I did find one policy that hopefully the survivors were made aware of in CFAO 212-1 so that they could hopefully get some form of survivor benefit:

PENSION ACT

21.    The Pension Act should not be confused with the CFSA; they are not
related to each other and serve different purposes. The Pension Act is
non-contributory, and length of service is in no way a factor in
determining the amount of pension which may be awarded.

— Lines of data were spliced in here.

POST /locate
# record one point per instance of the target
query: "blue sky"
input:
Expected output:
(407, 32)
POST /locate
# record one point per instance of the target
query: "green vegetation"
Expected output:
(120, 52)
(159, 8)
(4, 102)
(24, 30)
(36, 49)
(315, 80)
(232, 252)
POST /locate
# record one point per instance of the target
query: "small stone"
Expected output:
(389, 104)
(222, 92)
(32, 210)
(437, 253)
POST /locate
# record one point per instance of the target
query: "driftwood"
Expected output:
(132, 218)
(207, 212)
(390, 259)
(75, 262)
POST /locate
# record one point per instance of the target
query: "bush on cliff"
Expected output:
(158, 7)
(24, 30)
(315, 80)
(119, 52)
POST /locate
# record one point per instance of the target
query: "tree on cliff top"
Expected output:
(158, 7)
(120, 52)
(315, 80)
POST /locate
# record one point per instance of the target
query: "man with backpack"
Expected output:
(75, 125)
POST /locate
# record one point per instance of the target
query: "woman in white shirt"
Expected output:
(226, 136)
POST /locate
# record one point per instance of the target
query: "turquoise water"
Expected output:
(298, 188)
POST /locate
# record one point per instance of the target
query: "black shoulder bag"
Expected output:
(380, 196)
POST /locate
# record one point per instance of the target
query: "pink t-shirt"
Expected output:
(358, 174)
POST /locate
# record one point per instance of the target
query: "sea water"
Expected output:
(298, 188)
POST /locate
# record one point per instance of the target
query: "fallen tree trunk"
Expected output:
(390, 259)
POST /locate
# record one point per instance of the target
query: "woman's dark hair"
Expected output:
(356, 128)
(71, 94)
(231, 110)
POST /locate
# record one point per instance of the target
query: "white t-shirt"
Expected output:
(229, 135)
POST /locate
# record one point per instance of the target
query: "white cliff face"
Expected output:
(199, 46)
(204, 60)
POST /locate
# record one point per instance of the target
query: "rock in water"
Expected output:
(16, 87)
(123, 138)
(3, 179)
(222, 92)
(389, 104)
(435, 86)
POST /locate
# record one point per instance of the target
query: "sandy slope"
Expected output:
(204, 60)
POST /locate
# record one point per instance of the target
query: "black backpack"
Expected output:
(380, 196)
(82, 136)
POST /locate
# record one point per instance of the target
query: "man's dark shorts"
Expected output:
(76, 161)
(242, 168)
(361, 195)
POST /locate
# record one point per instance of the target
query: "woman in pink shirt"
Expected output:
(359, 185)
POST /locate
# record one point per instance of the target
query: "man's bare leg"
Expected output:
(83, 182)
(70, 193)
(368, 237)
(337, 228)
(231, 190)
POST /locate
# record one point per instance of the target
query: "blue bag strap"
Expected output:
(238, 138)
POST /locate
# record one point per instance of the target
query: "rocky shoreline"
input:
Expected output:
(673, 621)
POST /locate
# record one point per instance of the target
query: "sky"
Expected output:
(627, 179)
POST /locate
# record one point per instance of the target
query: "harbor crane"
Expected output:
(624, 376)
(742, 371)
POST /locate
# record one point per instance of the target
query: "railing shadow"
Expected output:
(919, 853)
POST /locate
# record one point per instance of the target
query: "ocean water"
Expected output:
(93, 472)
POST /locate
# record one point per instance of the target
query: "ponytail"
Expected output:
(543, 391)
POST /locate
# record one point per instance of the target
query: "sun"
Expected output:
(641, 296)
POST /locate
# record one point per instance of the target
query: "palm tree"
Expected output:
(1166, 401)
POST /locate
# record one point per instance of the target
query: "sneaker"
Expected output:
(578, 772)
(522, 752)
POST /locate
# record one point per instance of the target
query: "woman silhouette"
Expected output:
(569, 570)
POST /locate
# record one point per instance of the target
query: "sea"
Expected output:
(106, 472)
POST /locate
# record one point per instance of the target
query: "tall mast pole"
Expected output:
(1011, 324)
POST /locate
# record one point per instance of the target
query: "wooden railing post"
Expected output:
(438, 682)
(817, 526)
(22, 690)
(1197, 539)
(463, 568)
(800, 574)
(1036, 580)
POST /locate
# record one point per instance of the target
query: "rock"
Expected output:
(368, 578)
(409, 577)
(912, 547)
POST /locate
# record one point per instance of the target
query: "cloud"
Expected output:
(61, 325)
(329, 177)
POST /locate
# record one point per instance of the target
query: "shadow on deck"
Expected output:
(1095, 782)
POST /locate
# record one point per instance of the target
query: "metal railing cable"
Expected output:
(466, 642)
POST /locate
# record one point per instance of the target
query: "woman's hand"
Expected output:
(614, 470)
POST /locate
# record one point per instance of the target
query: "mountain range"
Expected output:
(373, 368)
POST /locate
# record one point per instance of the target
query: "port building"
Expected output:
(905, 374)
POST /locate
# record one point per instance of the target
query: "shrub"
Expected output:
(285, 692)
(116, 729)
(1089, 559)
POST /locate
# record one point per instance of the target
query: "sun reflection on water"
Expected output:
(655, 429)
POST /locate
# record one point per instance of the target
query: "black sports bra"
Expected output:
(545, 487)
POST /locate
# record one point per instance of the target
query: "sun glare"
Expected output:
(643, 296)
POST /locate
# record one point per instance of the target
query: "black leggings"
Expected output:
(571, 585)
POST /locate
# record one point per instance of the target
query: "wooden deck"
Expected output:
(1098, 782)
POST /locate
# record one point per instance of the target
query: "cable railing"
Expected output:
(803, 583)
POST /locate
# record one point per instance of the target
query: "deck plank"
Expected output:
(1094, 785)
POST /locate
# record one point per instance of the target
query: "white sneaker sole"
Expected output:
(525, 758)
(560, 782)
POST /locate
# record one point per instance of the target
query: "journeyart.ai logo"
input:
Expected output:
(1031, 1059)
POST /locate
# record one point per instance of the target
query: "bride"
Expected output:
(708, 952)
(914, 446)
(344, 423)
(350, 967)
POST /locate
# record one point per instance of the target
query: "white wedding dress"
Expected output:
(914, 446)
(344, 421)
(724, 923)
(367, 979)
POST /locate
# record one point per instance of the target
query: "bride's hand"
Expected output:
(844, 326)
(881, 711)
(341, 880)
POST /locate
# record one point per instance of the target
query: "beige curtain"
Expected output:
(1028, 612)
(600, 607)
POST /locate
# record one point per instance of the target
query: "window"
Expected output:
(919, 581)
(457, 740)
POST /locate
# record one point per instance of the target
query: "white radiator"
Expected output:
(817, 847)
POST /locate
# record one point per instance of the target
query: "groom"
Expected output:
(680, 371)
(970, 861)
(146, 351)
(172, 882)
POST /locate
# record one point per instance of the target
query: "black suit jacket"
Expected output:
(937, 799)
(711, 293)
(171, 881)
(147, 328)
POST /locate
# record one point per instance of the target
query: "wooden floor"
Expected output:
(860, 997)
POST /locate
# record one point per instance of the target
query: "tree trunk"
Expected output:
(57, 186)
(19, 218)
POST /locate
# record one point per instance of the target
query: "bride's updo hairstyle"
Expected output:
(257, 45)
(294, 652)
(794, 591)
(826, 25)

22.    The Pension Act, which is administered by the Canadian Pension
Commission, provides for the payment of pensions in respect of disability
or death.

23.    There are two distinct principles under which pensions may be granted:

    a.  The so-called "Insurance Principle" applies to members of the
          forces who served in time of war, or during service within a
          Special Duty Area (not in transit to or from), or in a theatre of
          operations. Awards of pension under the principle may be
          authorized not only for any disability or death "attributable to
          service" but also for any disability or death "incurred during
          service". Applications for pensions coming within this category
          may be made at any time.


    b.  The "Due to Service Principle" applies to members of the forces
          who served in peace time. Pensions under this principle may be
          awarded only for disability or death which arose out of or was
          directly connected with such service. It follows that a
          disability or death resulting from natural or accidental causes,
          which in no way arose out of or was connected with the
          individual's military service, would not be pensionable.
          Applications for pension entitlement under the "Due to Service
          Principle" can be entertained by the Commission only after the
          individual's release from the CF.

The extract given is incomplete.